Jugements de la Cour canadienne de l'impôt

Informations sur la décision

Contenu de la décision

Dossier : 2004-104(IT)I

ENTRE :

PAUL GAGNON,

appelant,

et

SA MAJESTÉ LA REINE,

intimée.

[TRADUCTION FRANÇAISE OFFICIELLE]

____________________________________________________________________

Appel entendu le 5 juin 2004 à Calgary (Alberta)

Par le juge Gerald J. Rip

COMPARUTIONS

Pour l'appelant :

L'appelant lui-même

Avocat de l'intimée :

Me John Paul Hargrove

____________________________________________________________________

JUGEMENT

          L'appel interjeté à l'encontre de l'avis de cotisation établi en vertu de la Loi de l'impôt sur le revenu pour l'année d'imposition 2001 est rejeté.


Signé à Ottawa, Canada, ce 29e jour de juillet 2004.

G.J. Rip

Juge Rip

Traduction certifiée conforme

ce 9e jour de février 2005.

Jacques Deschênes, traducteur


Référence : 2004CCI530

Date : 20040729

Dossier : 2004-104(IT)I

ENTRE :

PAUL GAGNON,

appelant,

et

SA MAJESTÉ LA REINE,

intimée.

[TRADUCTION FRANÇAISE OFFICIELLE]

____________________________________________________________________

MOTIFS DU JUGEMENT

Juge Rip

[1]      Paul Gagnon interjette appel à l'encontre d'une pénalité qui lui a été infligée en application du paragraphe 163(2) de la Loi de l'impôt sur le revenu (la « Loi » ). Le ministre du Revenu national a imposé cette pénalité parce que M. Gagnon avait omis d'inclure dans son revenu pour l'année 2001 un dividende de 75 000 $ qui, une fois majoré conformément au paragraphe 82(1) de la Loi, s'élevait à 93 750 $.
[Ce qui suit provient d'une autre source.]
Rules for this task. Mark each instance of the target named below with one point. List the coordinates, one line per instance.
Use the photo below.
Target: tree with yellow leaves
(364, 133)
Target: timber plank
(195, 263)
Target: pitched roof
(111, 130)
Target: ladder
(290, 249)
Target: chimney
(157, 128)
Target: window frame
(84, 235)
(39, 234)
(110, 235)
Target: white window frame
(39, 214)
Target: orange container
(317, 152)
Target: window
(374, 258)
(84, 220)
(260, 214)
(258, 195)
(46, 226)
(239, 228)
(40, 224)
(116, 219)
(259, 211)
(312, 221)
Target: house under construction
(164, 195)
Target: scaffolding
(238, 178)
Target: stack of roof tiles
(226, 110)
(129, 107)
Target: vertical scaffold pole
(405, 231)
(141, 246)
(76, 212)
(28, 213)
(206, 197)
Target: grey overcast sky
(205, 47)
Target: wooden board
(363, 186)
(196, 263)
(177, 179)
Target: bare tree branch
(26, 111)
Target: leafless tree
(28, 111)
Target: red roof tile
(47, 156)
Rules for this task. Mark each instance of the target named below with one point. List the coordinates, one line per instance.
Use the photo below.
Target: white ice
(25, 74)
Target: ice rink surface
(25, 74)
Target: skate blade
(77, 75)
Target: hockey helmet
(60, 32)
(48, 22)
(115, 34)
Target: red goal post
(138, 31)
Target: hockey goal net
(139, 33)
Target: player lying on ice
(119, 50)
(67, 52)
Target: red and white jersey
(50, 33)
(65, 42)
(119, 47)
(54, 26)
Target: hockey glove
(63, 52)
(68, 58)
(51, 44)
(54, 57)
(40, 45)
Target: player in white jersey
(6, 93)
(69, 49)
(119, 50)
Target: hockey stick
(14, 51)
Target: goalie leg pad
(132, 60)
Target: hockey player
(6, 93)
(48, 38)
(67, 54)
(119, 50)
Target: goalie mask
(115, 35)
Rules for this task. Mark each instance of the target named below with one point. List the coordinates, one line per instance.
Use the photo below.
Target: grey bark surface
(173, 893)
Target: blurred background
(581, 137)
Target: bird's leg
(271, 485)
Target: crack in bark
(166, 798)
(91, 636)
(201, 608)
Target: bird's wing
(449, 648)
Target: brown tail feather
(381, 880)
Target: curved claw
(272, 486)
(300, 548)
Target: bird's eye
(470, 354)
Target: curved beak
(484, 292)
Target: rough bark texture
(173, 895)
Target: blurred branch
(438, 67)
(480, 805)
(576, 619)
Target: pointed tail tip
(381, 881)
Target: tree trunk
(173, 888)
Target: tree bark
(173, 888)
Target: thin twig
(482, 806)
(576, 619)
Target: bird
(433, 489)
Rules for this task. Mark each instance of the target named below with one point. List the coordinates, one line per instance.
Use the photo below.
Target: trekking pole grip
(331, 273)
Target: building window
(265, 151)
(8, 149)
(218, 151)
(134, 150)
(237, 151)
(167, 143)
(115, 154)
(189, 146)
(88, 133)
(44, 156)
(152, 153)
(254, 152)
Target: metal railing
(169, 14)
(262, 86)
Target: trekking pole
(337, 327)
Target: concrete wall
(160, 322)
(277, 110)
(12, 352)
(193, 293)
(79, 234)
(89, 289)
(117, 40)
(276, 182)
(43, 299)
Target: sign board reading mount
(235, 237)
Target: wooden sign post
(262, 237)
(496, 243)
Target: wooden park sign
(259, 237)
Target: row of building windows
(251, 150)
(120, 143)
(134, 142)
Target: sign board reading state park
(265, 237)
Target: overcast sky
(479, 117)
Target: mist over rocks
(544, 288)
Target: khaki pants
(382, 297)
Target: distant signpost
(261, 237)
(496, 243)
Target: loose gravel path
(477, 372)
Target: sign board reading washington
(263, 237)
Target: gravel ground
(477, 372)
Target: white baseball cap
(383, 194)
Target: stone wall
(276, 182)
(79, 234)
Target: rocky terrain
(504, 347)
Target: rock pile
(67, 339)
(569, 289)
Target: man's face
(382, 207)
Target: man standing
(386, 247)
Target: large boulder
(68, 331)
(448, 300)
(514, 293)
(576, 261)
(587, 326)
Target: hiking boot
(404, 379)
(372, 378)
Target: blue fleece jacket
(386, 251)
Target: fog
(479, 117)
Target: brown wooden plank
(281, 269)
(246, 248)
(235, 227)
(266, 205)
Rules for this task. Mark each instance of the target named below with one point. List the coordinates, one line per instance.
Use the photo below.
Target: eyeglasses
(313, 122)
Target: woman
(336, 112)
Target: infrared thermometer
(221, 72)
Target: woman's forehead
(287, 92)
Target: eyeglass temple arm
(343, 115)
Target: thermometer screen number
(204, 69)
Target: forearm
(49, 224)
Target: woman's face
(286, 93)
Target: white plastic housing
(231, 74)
[2]      La Couronne a infligé la pénalité pour plusieurs raisons, précisées par Mme Sharon Batshaw, vérificatrice à l'Agence des douanes et du revenu du Canada (l' « ADRC » ), qui a vérifié la déclaration de revenus de M. Gagnon et recommandé la pénalité en question. Le revenu de l'appelant en 2001, à l'exclusion du dividende, s'établissait à 209 000 $, et l'omission représentait une part importante, soit plus de 30 %, du revenu total à déclarer. L'appelant est un homme d'affaires d'expérience qui, dans le passé, a déclaré des dividendes versés par l'entreprise en cause, Joli Fou Petroleums Ltd. Le dividende était inscrit dans les livres comptables de l'entreprise. Les deux administrateurs de l'entreprise, M. Gagnon et sa femme, ont adopté le 16 janvier 2001 la résolution autorisant le versement du dividende le 31 janvier 2001, date de clôture de l'exercice de l'entreprise. M. Gagnon a signé la déclaration de revenus de l'entreprise et sa déclaration de revenus personnelle pour 2001.

[3]      Mme Batshaw a décrit M. Gagnon comme un contribuable informé, quelqu'un qui a déjà donné des conseils à des tiers sur la façon de déclarer des pertes d'entreprise aux fins fiscales. M. Gagnon aurait aussi procédé à plusieurs transferts de biens, choisissant de reporter les gains en vertu du paragraphe 85(1) de la Loi. Il a également négocié avec l'ADRC le traitement fiscal de certaines questions relatives au pétrole et au gaz du point de vue fédéral, a-t-elle précisé. Bref, Mme Batshaw considérait que M. Gagnon était un homme d'affaires chevronné qui connaissait bien au moins certaines questions fiscales.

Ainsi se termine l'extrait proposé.